Time Has a Funny Way of Changing You.

Do you ever just sit still and focus on where you are? Not so much physically, but really where you are in life. Do you ever wonder, how did I end up here? Life has an uncanny way of flashing before our eyes, even when some days feel like they last a lifetime… you blink and you’re almost 30. The life you always envisioned for yourself has unraveled, the plan you had completely demolished. With each passing day, change has a way of creeping in, mostly slowly, but sometimes change can occur all at once. I have hit a place in my life I never thought would be me. Who thinks they will be divorced with 3 kids at the age of 27 (almost 28)? Who thinks that you will get your life all figured out, and then suddenly it shifts, and you have to do it all over again? Looking back…life for me over the last decade has been a roller coaster, some highs, but mainly lows. In these ten years I somehow lost who I was while molding to fit someone else. As days go by, months pass, as months pass, years change—and with that so do we. The question is, do we change to be a better version of ourselves, or do we change to be a better version of someone to fit the circumstances we find ourselves caught up in? I am slowly learning that being me, doing things for me, and being true to myself brings me more peace, and happiness. As a mother I have to try and be my best self at all times, I put so much pressure on myself to keep a healing, fun, and loving environment for my kids…but when I’m not happy, when I am stressed, and when I am worried they get the broken pieces of me. I am finding out that being true to me ends up leading to a better home for the babies, and I. 
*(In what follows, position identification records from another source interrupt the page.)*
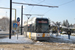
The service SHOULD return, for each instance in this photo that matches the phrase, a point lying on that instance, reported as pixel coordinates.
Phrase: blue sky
(66, 9)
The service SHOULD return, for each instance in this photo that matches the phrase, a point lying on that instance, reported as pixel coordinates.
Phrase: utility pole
(10, 19)
(21, 18)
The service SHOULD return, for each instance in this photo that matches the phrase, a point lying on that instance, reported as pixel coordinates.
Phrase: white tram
(38, 28)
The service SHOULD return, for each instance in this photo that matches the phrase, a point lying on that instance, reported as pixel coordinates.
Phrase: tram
(37, 29)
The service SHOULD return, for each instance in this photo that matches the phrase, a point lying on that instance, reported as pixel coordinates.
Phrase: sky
(65, 10)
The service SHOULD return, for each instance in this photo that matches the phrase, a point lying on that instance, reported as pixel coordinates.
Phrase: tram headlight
(38, 35)
(48, 35)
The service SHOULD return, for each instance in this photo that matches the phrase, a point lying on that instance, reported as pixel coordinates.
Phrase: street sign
(18, 23)
(18, 19)
(14, 25)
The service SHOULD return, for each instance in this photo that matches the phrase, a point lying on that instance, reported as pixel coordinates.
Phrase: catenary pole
(21, 18)
(10, 19)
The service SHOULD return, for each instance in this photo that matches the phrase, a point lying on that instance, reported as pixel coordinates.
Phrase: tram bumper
(43, 38)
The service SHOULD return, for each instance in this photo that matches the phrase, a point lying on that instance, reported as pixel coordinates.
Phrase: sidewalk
(21, 39)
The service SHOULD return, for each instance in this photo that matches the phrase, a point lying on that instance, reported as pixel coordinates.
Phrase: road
(4, 34)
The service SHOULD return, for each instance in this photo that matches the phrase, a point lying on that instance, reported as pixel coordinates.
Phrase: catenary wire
(58, 6)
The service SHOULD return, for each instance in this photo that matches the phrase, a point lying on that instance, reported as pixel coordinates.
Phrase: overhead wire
(58, 6)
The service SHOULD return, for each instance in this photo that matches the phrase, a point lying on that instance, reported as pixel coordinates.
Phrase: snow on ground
(63, 38)
(21, 39)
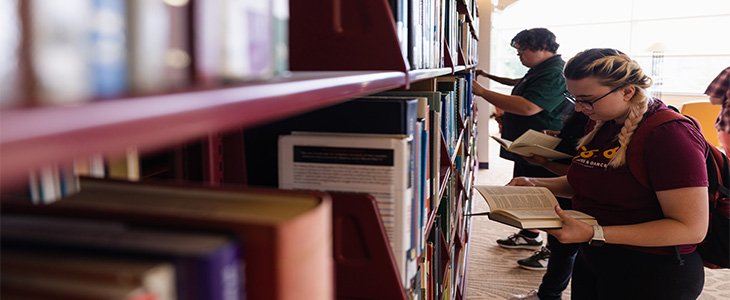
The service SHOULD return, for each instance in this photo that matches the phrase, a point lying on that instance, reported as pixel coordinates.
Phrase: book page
(541, 150)
(543, 214)
(533, 143)
(533, 137)
(517, 197)
(502, 142)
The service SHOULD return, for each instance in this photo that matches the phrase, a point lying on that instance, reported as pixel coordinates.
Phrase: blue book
(206, 264)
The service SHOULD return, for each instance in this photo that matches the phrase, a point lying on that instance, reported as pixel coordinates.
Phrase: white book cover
(366, 163)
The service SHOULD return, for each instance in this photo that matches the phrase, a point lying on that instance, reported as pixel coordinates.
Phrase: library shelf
(35, 137)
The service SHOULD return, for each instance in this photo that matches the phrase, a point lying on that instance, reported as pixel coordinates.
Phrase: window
(689, 39)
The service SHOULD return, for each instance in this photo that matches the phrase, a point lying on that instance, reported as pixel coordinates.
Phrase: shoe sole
(533, 268)
(528, 247)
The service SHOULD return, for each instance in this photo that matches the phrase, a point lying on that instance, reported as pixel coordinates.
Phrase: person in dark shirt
(644, 246)
(537, 102)
(557, 258)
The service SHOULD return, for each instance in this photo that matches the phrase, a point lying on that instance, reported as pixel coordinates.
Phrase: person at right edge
(644, 246)
(719, 92)
(537, 102)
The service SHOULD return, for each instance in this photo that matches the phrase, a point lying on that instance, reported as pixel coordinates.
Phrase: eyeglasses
(588, 104)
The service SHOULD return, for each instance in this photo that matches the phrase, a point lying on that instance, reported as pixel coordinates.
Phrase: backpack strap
(635, 150)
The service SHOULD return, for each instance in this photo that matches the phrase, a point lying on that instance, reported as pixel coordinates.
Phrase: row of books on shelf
(170, 240)
(423, 25)
(62, 53)
(76, 51)
(389, 145)
(392, 145)
(132, 240)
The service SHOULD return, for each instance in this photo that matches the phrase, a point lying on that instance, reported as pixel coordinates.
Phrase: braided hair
(612, 68)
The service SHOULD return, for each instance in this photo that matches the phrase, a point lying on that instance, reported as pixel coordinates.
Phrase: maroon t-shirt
(675, 158)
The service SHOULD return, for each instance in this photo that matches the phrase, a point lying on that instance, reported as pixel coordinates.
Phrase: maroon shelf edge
(36, 137)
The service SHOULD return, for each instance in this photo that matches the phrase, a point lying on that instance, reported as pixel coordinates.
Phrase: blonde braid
(636, 114)
(613, 68)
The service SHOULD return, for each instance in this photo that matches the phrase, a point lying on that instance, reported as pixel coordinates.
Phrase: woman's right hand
(521, 181)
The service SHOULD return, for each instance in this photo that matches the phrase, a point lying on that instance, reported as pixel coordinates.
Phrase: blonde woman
(644, 247)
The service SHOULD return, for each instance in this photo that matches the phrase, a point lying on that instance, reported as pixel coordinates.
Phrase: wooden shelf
(416, 75)
(41, 136)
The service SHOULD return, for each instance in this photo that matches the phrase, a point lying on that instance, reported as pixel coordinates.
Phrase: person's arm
(685, 222)
(509, 103)
(502, 80)
(557, 185)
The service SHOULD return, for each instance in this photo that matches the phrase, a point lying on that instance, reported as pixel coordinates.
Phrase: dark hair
(535, 39)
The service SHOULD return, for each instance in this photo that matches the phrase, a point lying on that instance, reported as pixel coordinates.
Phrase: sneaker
(537, 261)
(531, 295)
(518, 241)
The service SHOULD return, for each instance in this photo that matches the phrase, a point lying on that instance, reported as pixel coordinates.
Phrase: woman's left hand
(573, 231)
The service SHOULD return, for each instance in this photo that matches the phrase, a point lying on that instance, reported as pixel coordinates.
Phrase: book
(365, 163)
(105, 272)
(206, 263)
(533, 142)
(287, 235)
(159, 45)
(39, 288)
(526, 207)
(364, 115)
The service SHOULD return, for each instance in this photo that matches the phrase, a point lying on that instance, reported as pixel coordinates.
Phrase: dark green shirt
(543, 85)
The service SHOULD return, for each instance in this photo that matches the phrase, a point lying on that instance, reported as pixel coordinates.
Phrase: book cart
(338, 50)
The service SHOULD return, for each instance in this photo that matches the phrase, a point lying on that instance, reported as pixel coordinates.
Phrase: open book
(526, 207)
(533, 142)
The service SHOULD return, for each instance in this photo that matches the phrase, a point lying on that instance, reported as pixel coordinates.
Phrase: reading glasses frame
(588, 104)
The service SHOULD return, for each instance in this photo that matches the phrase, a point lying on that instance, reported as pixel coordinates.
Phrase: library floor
(493, 273)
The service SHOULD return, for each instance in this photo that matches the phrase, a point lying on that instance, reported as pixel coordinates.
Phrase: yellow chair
(705, 113)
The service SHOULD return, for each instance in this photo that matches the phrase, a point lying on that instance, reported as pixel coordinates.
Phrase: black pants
(615, 272)
(560, 265)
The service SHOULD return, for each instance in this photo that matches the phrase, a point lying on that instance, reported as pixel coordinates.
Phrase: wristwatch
(598, 239)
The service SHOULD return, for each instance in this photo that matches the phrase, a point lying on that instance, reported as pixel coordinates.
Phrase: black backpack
(715, 248)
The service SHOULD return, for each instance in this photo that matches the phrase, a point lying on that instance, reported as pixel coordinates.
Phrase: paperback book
(531, 143)
(526, 207)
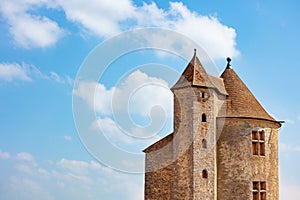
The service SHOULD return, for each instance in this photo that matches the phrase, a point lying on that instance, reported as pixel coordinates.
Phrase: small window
(203, 117)
(259, 190)
(258, 143)
(204, 174)
(203, 95)
(204, 144)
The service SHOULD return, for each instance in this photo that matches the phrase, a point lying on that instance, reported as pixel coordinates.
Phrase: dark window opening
(204, 144)
(203, 117)
(204, 173)
(258, 143)
(259, 190)
(203, 95)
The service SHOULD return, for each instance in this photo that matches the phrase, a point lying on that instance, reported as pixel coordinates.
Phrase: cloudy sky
(44, 44)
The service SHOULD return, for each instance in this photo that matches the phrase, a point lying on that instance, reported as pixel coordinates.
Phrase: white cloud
(67, 179)
(10, 72)
(77, 167)
(13, 71)
(135, 95)
(25, 156)
(121, 108)
(216, 39)
(29, 30)
(4, 155)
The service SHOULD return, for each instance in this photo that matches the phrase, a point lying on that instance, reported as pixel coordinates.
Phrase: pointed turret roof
(240, 101)
(195, 75)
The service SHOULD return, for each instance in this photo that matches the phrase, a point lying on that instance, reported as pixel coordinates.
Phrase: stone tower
(224, 144)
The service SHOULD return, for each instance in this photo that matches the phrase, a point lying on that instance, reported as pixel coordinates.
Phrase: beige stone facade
(224, 144)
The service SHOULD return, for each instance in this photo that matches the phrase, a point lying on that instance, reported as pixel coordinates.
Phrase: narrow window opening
(258, 143)
(204, 173)
(203, 95)
(203, 117)
(204, 144)
(259, 190)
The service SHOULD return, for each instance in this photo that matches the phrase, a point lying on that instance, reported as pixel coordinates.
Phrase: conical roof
(195, 75)
(240, 101)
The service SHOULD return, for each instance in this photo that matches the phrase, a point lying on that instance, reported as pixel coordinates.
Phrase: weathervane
(228, 62)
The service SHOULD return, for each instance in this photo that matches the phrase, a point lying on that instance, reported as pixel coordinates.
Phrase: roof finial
(228, 62)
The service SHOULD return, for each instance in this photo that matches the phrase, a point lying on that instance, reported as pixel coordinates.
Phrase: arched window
(204, 173)
(204, 144)
(203, 117)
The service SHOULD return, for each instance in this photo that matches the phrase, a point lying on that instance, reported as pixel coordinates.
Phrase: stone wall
(238, 168)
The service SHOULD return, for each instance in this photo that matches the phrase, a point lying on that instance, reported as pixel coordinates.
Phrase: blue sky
(43, 43)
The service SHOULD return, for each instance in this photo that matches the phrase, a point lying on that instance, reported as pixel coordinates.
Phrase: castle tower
(224, 143)
(247, 150)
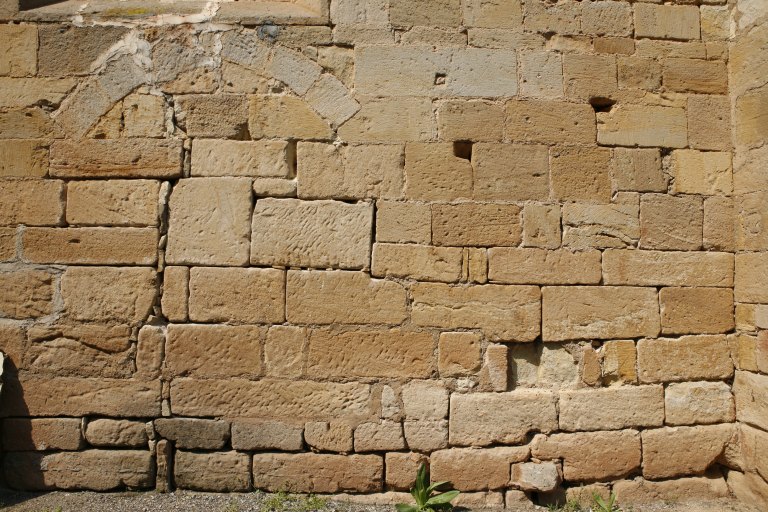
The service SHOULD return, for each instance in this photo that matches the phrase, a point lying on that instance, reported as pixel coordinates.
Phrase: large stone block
(581, 312)
(322, 234)
(509, 313)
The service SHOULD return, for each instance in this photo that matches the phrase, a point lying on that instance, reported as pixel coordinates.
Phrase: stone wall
(305, 246)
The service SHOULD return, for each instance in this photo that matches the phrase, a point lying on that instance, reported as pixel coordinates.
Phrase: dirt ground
(185, 501)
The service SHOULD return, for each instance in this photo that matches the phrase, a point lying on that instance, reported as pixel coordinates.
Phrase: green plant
(428, 497)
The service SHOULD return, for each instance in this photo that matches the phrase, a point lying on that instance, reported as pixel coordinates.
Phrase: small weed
(428, 497)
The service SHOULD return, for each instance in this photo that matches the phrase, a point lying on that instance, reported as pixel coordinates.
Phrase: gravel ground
(185, 501)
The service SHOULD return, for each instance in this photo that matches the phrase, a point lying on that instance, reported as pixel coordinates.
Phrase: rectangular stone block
(419, 262)
(123, 158)
(393, 353)
(264, 158)
(343, 297)
(643, 125)
(476, 224)
(239, 295)
(322, 234)
(685, 358)
(91, 246)
(214, 351)
(612, 408)
(581, 312)
(315, 472)
(113, 203)
(507, 313)
(482, 419)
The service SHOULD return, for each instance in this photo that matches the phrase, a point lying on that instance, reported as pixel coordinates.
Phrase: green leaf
(445, 497)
I once feared the word divorce, I grew up around it—I just never thought I would end up being a part of that statistic. The pain and fear of being alone has subsided, the fear that my children would be harmed by this is still present…but I grew up in a place knowing my parents needed a divorce, but they held out for my sister and I to graduate. I was told by a medical professional, that studies show that children with two homes aren’t unhappy, it is the children whose parents have volatile relationships in front of the kids who develop problems in their future. I personally feel that what is best for children are to be in a home with two loving parents, but the world, and the people in it have changed—myself included. I always wanted my children to never have a childhood they have to heal from, and I still pray that for them. I just know in my heart this is the best thing for them, and for me. As shocking as all of this was, I feel as though my marriage was a dormant volcano always quietly simmering under the surface just waiting for the right environment to erupt. I am at a place now that I am thankful it ended. Without endings, there would be no new beginnings. No chances to make your life something extraordinary. I believe everything happens for a reason. I also know God has plans for me. He knew all of this before I did, and He knows my future. I put all of my trust, and faith in Him. My relationship, and faith has strengthened after this dilemma. It is true that in your weakness, God makes you strong. I know He uses hard times, to help reel you back into your relationship with Him. So for this pain, and this life lesson I am thankful.